Merging two or more different models to blend their generative knowledge, or weights, has become popular, especially among the hobbyist AI community. This approach is now being done with Mixtral as well, but we are still in early days and some don’t understand the implications of such merges.

Some hobbyists are experimenting with 'FrankenMoEs,' an evolution of 'Frankenmerges,' using tools like mergekit. Merging a single, dense model involves combining weights (associations of data in a Large Language Model), thus mixing characteristics of the source models. However, this process is more complex with sparse MoE models. Replacing experts from the unified structure significantly degrades the overall model and undermines the MoE advantages.

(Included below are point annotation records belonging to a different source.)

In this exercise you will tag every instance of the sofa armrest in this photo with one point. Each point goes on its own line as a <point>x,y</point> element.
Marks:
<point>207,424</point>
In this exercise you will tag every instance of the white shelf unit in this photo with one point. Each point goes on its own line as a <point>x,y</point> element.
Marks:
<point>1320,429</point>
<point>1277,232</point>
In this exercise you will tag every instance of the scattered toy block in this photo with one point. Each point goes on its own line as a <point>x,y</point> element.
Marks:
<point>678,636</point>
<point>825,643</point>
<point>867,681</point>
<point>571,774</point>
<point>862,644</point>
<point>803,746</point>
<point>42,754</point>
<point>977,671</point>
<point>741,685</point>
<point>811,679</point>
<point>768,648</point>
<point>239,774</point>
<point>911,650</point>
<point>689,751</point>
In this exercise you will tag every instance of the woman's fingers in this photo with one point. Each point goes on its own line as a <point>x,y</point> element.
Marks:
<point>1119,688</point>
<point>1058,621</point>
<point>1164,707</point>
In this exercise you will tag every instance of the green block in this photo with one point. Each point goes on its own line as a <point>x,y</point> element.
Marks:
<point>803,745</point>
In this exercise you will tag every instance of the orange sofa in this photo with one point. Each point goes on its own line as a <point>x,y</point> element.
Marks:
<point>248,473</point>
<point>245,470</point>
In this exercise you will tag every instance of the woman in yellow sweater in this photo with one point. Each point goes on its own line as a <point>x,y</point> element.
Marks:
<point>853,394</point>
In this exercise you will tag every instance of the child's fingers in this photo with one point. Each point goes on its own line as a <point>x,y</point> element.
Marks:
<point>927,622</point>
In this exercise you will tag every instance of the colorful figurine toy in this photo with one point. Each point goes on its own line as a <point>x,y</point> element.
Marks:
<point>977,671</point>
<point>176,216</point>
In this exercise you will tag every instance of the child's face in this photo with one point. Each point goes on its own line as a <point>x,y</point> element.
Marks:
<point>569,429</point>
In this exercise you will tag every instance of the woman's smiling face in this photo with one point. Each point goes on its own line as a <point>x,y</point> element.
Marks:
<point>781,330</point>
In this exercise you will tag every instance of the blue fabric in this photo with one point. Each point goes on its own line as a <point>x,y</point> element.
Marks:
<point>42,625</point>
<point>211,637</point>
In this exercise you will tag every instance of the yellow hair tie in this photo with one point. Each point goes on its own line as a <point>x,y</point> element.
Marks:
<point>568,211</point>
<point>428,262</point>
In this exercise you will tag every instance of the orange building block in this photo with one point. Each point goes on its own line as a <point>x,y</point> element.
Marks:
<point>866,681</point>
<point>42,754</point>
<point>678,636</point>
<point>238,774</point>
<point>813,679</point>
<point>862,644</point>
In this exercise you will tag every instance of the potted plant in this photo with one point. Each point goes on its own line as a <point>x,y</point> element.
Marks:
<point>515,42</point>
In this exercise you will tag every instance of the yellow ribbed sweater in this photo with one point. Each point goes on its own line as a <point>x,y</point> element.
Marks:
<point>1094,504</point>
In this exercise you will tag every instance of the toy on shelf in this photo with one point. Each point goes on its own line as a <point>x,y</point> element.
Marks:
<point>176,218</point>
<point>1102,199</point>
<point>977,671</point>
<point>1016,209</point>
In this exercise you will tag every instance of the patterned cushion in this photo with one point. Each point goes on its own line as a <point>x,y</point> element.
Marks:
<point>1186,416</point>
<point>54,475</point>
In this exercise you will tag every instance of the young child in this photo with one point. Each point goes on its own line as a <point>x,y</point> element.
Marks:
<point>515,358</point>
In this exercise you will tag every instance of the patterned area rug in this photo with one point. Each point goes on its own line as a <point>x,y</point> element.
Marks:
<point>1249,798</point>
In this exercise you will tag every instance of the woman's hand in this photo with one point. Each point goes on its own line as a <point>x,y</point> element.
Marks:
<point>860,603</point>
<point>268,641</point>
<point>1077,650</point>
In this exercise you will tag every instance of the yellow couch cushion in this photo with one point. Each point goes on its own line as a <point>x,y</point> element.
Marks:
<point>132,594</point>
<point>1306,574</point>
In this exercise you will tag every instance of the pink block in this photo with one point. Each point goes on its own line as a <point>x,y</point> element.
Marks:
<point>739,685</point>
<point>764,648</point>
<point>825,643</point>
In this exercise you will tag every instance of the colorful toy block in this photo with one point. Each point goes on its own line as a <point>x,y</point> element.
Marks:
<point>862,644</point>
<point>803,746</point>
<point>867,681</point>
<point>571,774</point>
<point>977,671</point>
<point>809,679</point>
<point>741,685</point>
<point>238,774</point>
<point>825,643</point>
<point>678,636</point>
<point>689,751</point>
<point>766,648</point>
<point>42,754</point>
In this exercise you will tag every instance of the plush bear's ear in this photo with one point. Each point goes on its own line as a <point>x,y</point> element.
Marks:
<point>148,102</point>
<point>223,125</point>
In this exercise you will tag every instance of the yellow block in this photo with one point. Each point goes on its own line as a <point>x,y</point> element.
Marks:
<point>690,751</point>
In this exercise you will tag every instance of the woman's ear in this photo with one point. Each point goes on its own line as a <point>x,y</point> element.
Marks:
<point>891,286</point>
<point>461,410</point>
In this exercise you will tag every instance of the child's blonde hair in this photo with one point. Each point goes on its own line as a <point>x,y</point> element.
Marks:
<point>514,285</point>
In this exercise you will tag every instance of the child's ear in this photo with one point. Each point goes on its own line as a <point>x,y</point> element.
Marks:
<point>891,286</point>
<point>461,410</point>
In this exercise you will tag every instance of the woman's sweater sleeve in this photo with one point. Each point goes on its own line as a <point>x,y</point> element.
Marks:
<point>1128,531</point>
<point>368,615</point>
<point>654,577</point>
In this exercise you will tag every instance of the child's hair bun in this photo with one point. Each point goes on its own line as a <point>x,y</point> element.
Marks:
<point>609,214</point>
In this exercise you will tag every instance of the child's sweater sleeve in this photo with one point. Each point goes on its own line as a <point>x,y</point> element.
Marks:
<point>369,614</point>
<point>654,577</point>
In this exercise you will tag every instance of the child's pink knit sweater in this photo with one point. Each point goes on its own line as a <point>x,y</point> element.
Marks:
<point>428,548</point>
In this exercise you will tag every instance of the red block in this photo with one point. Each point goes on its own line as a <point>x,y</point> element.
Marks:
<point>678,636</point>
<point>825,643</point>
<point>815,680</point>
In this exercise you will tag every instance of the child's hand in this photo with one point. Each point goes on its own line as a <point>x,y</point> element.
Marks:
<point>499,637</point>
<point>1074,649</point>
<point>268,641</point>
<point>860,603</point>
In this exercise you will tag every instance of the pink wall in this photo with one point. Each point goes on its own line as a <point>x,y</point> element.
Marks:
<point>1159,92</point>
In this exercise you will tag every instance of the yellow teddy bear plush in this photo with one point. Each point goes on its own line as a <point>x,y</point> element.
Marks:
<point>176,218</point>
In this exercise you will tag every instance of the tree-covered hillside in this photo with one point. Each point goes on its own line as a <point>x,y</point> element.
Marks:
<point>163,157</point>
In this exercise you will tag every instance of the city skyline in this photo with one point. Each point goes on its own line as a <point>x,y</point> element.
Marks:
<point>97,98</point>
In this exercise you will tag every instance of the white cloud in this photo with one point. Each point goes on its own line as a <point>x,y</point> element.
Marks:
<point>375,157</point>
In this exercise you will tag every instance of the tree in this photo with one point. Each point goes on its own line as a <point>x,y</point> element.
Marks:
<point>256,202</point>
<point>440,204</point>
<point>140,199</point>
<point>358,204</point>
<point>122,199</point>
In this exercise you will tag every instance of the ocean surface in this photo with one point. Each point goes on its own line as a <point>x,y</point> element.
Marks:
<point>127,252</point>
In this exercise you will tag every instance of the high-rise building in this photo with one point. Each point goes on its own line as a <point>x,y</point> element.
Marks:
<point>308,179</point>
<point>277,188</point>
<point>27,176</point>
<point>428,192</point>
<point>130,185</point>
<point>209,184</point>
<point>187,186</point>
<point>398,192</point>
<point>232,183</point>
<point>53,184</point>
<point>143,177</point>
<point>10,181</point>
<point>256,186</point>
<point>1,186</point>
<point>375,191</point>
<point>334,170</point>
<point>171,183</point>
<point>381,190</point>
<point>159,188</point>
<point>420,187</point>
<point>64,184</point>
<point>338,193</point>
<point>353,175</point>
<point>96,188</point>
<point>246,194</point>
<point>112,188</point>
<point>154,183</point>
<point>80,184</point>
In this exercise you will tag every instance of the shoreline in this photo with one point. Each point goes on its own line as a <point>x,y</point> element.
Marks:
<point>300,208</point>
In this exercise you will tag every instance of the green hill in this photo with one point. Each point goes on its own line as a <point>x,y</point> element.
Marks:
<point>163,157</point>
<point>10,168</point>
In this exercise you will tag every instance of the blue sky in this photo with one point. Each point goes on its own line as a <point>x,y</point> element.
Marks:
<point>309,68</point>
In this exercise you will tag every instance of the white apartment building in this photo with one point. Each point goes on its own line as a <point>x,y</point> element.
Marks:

Consider the analogy of a sports coach training a team. The coach and players, trained together, possess overlapping knowledge and specific skills for their positions. If the coach and some players are suddenly replaced with individuals from different sports, the cohesion is lost. The new coach wouldn't know how to best allocate players, and the players would be unfamiliar with the game's rules. Even if the coach adapts to the new players' strengths and weaknesses, the team won't function as cohesively as before.

Like our teacher and student analogy, this too is an over-simplication to help understanding the collaborative aspect of MoE models. In reality, the router functions more like a gatekeeper or a selector, deciding which experts are best suited for the task at hand based on their training and specialties.

Conclusion

Experts in an MoE model are not separate entities with distinct domain knowledge. Instead, MoE architecture optimizes how training data is distributed among various experts. This approach is not about dividing knowledge into specific domains but about grouping related data to reduce computational demands and enhance performance. MoE models also facilitate more efficient scaling of model size and complexity, enabling the training of larger models than would be feasible with traditional, dense architectures.

Key Points:

	•	An MoE router and experts are trained together and on the same datasets, not separately or on different datasets.
	•	Experts form an integral cohesive unit, rather than being separate entities with distinct domain knowledge.
	•	Expert specialization emerges from experience, not predetermined designation.
	•	The router is a critical component of the system, trained in tandem with the experts.